A Fine-Grained Evaluation of SPARQL Endpoint Federation Systems

Tracking #: 772-1982

Muhammad Saleem
Yasar Khan
Ali Hasnain
Axel-Cyrille Ngonga Ngomo

Responsible editor: 
Axel Polleres

Submission type: 
Full Paper
The Web of Data has grown enormously over the last years. Currently, it comprises a large compendium of interlinked and distributed datasets from multiple domains. The abundance of datasets has motivated considerable work for developing SPARQL query federation systems, the dedicated means to access data distributed over the Web of Data. However, the granularity of previous evaluations of such systems has not allowed deriving of insights concerning their behavior in different steps involved during federated query processing.
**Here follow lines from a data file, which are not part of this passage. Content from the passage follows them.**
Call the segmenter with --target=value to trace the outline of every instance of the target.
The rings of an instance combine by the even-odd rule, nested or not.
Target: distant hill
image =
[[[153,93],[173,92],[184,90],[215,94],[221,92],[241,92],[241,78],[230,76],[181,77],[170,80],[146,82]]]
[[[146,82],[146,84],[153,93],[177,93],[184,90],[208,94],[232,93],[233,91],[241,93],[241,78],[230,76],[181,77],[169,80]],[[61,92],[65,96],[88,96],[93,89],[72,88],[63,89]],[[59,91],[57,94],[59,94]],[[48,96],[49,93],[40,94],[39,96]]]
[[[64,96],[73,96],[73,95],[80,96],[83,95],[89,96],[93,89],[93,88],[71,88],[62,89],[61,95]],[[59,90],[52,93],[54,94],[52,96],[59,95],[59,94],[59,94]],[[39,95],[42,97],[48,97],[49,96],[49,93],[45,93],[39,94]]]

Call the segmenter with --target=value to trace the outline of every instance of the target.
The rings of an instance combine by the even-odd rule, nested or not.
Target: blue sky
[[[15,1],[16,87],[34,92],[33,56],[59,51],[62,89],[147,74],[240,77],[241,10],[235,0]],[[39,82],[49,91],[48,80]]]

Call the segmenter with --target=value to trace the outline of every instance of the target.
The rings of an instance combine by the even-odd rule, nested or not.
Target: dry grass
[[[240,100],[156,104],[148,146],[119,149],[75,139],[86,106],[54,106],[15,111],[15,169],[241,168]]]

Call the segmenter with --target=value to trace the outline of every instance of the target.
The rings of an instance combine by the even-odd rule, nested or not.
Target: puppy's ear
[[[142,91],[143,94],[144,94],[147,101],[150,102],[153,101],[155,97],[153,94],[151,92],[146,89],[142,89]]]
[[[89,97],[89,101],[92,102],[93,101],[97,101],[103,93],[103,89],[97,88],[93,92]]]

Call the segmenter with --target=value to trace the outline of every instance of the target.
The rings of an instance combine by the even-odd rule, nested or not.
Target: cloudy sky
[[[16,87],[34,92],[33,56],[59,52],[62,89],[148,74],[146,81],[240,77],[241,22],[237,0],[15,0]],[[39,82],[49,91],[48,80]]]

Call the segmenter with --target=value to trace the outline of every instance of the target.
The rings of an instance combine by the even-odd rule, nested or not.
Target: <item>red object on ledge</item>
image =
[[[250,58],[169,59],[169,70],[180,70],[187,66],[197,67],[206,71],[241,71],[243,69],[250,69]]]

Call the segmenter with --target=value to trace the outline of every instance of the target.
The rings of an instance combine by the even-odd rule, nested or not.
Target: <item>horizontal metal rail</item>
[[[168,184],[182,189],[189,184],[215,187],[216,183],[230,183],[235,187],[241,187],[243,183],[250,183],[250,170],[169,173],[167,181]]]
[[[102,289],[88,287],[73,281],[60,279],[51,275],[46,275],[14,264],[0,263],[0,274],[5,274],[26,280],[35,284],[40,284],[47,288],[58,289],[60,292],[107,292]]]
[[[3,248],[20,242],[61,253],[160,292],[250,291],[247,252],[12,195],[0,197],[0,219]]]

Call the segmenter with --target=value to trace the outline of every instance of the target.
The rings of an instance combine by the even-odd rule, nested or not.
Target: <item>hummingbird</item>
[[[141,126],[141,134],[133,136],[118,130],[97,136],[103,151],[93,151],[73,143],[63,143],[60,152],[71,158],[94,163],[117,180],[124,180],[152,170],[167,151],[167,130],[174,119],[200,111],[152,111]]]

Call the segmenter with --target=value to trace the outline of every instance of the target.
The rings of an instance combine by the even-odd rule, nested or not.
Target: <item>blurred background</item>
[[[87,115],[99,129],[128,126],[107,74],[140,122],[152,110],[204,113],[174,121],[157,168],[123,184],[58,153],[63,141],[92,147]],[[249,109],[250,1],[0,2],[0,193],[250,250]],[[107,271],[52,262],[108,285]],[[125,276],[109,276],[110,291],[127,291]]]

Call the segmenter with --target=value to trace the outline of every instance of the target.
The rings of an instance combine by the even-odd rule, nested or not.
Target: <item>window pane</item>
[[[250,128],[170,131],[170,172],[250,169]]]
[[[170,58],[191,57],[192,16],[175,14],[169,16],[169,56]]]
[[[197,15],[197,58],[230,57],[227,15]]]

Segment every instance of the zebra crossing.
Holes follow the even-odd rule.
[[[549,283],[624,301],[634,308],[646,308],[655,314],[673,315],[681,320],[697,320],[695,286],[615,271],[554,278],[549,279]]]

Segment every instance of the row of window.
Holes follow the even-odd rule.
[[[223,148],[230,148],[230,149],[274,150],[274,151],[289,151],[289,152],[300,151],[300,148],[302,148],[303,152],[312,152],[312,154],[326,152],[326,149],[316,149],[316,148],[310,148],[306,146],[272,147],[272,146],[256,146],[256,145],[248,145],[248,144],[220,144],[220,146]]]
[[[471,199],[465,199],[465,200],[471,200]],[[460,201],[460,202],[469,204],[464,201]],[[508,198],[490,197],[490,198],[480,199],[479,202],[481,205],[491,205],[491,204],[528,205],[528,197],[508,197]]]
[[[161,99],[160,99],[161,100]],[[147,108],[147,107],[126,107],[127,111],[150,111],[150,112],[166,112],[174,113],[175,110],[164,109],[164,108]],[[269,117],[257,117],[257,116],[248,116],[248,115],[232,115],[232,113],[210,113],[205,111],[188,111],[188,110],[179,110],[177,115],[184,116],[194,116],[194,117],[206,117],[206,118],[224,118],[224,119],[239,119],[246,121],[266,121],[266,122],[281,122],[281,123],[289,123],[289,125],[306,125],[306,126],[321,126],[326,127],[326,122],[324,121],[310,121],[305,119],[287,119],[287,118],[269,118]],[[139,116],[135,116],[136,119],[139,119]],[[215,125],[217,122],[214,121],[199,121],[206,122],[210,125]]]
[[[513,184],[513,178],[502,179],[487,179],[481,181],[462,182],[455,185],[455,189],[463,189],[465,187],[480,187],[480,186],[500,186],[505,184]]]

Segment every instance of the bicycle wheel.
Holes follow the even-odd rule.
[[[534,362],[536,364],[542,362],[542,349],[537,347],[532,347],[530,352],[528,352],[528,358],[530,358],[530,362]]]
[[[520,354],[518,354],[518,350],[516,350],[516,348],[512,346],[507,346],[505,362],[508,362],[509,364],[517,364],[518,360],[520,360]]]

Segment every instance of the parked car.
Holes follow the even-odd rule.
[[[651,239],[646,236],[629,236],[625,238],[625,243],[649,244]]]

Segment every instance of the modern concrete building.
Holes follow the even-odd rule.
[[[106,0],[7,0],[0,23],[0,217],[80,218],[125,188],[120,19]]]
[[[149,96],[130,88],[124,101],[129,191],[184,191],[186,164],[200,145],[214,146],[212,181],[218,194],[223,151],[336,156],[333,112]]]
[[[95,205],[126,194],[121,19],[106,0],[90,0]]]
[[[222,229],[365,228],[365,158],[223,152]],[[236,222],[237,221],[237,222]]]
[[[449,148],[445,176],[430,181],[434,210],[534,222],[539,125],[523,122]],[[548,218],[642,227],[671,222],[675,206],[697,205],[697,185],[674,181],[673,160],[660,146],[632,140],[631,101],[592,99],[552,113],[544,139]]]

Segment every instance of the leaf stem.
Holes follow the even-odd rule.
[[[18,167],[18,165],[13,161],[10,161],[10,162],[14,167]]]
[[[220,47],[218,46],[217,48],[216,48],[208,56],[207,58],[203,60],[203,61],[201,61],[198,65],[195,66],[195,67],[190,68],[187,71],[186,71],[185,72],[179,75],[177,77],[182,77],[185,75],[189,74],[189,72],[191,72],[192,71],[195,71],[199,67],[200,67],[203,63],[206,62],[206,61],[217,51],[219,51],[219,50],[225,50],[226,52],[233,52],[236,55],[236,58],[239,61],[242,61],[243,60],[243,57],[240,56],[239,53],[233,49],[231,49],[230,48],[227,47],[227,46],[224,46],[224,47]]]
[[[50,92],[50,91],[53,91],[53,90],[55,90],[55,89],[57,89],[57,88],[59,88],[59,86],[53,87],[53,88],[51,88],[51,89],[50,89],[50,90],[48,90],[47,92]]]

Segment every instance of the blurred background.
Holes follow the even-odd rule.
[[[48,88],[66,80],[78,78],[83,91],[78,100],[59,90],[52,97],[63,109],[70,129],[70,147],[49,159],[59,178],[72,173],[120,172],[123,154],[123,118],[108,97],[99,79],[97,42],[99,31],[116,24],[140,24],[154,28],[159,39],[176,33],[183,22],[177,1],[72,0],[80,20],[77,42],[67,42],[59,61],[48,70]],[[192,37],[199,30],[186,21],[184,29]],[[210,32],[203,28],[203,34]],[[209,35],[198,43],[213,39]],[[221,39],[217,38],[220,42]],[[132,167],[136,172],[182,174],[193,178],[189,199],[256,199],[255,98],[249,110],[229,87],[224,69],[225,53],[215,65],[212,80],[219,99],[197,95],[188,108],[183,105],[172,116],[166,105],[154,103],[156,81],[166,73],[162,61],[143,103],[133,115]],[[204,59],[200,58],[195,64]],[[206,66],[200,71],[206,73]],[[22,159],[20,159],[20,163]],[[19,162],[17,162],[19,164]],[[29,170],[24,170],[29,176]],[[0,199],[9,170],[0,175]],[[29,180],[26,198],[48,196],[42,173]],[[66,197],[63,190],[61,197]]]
In this work, we perform extensive experiments to compare state-of-the-art SPARQL endpoint federation systems using the comprehensive performance evaluation framework FedBench. In addition to considering the tradition query runtime as an evaluation criterion, we extend the scope of our performance evaluation by considering criteria, which have not been paid much attention to in previous studies. In particular, we consider the number of sources selected, the total number of SPARQL ASK requests used, the completeness of answers as well as the source selection time. Yet, we show that they have a significant impact on the overall query runtime of existing systems. Moreover, we extend FedBench to mirror a highly distributed data environment and assess the behavior of existing systems by using the same four criteria. As the result we provide a detailed analysis of the experimental outcomes that reveal novel insights for improving current and future SPARQL federation systems.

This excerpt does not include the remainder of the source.